Monday, Oct 26, 2020 | Last Update : 01:22 PM IST

  Age on Sunday   15 Jan 2017  TYRE-less pursuit in calorie burn

TYRE-less pursuit in calorie burn

THE ASIAN AGE. | DR JAISON PAULSON
Published : Jan 15, 2017, 7:13 am IST
Updated : Jan 15, 2017, 7:39 am IST

Crossfit with a tyre and hammer burns more than an hour of cardio.

Tyre Jumps
 Tyre Jumps

Being a fitness enthusiast and trainer, my focus has always been on incorporating the latest innovative programmes that are interesting, challenging and result-oriented. Of the many that I learnt over the years, CrossFit is one of the most interesting.

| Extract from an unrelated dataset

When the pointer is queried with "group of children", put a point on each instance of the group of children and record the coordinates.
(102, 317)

CrossFit is a fitness regimen developed by Greg Glassman over several decades. It is an effective way to get fit and anyone can do it. All CrossFit workouts are based on functional movements, and these reflect the best aspects of gymnastics, weightlifting, running, rowing, climbing ropes and more. These are actually the core movements of life. A favourite with many coaches and athletes is ‘strongman training’ using huge truck tyres.

 

In this segment, we are using the tyre and the hammer —inexpensive but at the same time excellent conditioning devices — for challenging workouts. When you perform the various exercises/movements correctly, it can enhance the strength, power development, and conditioning of anyone willing to challenge themselves. Believe me, just 30-45 minutes of these exercises would burn the same amount of calories you would burn in two-three hours of walking or four plus hours of yoga. For those who want to lose some extra pounds quickly or get super fit, I recommend these workouts.

Tyre Jumps
Place the tyre on its side and stand next to it. Pumping your arms for extra momentum, jump up and over the sidewall of your tyre and land in the middle. Immediately jump to clear the opposite side of your tire. On landing, turn back to your tyre and repeat. Continue for 30 seconds or until you have completed 10 to 20 in-and-out jumps. This jump is excellent for cardio and fat burning, works on legs and and core muscles.

 

Hammer Slams On A Tyre

Hammer Slams On A Tyre
Stand in front of the tyre and take a long step back with your right leg. With a firm grip on the hammer’s handle, swing it down so that the head strikes the sidewall of your tyre. Rotate the hammer until it gets aligned directly over your head. Use the rebound to help shoulder the hammer for another strike. Make sure you swing your hammer over both shoulders equally to develop both sides of your body. Hitting a tyre with a sledgehammer is not only an effective way to work your upper body and core, it also delivers a fun and challenging cardiovascular workout. Thirty seconds on one side, then change position, and perform the strikes on the other side.

 

Tyre Flips 2Tyre Flips 1

Tyre Flips
Tyre flips is not a deadlift; it is more like a hack squat. The movement is generated solely from the lower body, the arms are locked on to the tyre. Stay close to the tyre and on a wide squat (plie) position, drop your hips, lift your chest and straighten your arms. Push with your legs, drive your hips forward and lift the edge of the tyre off the floor. As the tyre approaches hip height, bend your arms to get the tyre vertical. If your tyre is very heavy, you can give it an extra push with the leg to topple it over. Step forward and give the tyre a final push so it falls over. Step up to your tyre, get back into starting position and repeat. Apart from your abs, your legs, arms and back will benefit from this exercise. Tyre flips can be performed for a set number of repetitions, a predetermined length of time or a specific distance. Whichever method you choose, keep the tyre flat on the floor, squat down and place your hands under the lower edge. Your feet should be approximately 12 to 18-inches from the tyre.

 

Tyre Dead Lift 1

Tyre Dead Lift 2

Tyre Dead Lift
Stand inside the tyre, feet shoulder-width apart and rotate your hands so that your thumbs grip the tyre. Before you attempt the deadlift, it is very important that you lock your shoulders down and back to maintain stability and safety, and then simply drive with your legs and extend your hips until you are in a standing position (much like a barbell deadlift). Breathe out when you extend the leg and breathe in while you go down. Do 15-30 repetitions according to the weight of the tyre and your strength. The deadlift is beneficial for hip strength and power production. This is also necessary for many sporting movements. It promotes high calorie burning and is the best workout for a flat belly.

 

Tyre Farmer Walk

Tyre Farmer Walk
Simply set up in a deadlift position and lift the tyre, then take it for a walk. Make sure you keep your chest up, and shoulders back for safety. Walk for 30 seconds. This exercise is a high calorie burning one.
(Dr Jaison Paulson is an expert in the field of health and wellness and runs a chain of fitness centres.)